Зуля помолчала, потупившись, собираясь с мыслями, которые ей очень важно было донести до влюбленного умирающего старика.
– Мой дед был дворником. Он едва говорил по-русски. Как, впрочем, и бабка. Они жили в крохотной комнате-клоповнике на Солянке. Иногда дед запивал, и тогда он не работал, а сидел на лавочке у подъезда и пел. Громко. Моя мама ненавидела этот заунывный, звериный вой. Впрочем, соседи тоже недолго терпели дедовы рулады и однажды в него кинули со всей силы, с балкона, картофелиной. Дед потерял сознание и с того дня стал слабеть. Ни к каким врачам он не ходил и за год просто зачах. Бабка взвалила на себя работу за двоих: ей требовалось поднять детей. Дяде Камилю было двенадцать, маме – десять, тетке Наргиз восемь – она родилась дурочкой, олигофреном, и не дожила до пятнадцати. Чем хоть немного облегчила беспросветную жизнь бабушки. Дядька недалеко ушел от родителей. Он всю жизнь работал установщиком декораций на Шаболовке и так не научился грамотно говорить по-русски. «Этот билят Колька прогрессивк зажал», – по-прежнему главный лейтмотив его монологов. А мама оказалась способной к учебе. Она закончила школу с отличием и поступила в педагогический. Стала преподавать русский и литературу. Мама у меня герой.
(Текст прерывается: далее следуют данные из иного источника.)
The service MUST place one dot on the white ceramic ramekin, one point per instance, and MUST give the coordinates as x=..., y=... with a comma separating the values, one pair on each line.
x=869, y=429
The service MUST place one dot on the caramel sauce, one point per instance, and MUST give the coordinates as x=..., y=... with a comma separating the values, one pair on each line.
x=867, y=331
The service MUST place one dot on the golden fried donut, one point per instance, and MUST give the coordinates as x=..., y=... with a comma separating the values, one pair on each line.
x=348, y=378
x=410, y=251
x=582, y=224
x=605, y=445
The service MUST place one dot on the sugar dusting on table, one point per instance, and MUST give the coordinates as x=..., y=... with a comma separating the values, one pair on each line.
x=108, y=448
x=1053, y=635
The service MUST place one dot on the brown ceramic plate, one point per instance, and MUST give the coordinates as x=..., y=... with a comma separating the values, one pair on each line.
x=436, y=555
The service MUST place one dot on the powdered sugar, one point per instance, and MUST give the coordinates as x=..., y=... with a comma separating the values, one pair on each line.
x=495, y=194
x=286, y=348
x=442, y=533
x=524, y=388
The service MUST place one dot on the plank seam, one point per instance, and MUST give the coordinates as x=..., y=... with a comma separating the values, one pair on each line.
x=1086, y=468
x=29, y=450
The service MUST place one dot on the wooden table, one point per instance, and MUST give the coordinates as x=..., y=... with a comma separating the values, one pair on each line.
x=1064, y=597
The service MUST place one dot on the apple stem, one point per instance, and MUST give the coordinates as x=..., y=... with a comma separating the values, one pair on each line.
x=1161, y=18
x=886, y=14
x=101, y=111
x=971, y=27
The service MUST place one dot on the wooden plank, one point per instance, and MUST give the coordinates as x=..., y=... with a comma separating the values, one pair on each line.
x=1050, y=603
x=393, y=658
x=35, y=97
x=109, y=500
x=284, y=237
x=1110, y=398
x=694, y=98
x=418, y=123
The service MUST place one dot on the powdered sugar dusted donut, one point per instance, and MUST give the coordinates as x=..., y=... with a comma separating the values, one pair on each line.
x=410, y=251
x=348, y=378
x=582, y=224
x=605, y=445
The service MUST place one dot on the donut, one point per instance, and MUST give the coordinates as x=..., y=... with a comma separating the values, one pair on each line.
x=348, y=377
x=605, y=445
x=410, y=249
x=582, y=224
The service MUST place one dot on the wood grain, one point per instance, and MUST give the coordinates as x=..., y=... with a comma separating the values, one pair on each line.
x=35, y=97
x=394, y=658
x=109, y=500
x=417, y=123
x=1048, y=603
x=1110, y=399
Абашева тепло, кротко улыбнулась. Бултыхов впервые видел такое спокойное и ясное выражение у нее на лице.
– Маме я обязана всем. Отец гулял, врал, дважды женился-разводился. Сейчас предъявляет претензии. Но мне, вы же понимаете, – попробуй предъяви что-либо. Ха! – Зульфия снова стала прежней – вызывающей, колючей. – Мама всегда считала, что я достойна самого лучшего. И у меня было все. Платья, книжки, фрукты, репетиторы, филфак университета, женихи. Не знаю, возможно, студентик с мехмата, мой муж, и любил меня. Но он был так смешон, скучен. Я изменила ему. Всё разрушила, как, впрочем, делала это всегда. Я ожидала чего-то более настоящего, сильного, звездного. Чего? Какой химеры? «Сделайте мне красиво…» Ужасная фраза. Про меня. И знаете, Степан Никитич, вся эта «красота» у меня была. Была! Свечи, кофе с коньяком в постель, лимузины поклонников, привозящих орхидеи к порогу, любовники известные и не очень. Путешествия по всему миру. И никакого мира внутри! Ни до́ма, ни близкого человека, ни будущего. Я все отвергала, все куда-то убегала, за чем-то гналась. С головой ушла, растворилась в блеске благополучия и тусе. Туса-туса-тус-тус-ссс… Чувствуете, что-то роящееся, осиное в этом зудении? Осой стала. С осами породнилась. Эдик Кудышкин-никудышкин, Федотов, Сидор гнойный… Простите меня, Степан Никитич, за гадкие, но справедливые слова о покойном. Справедливые!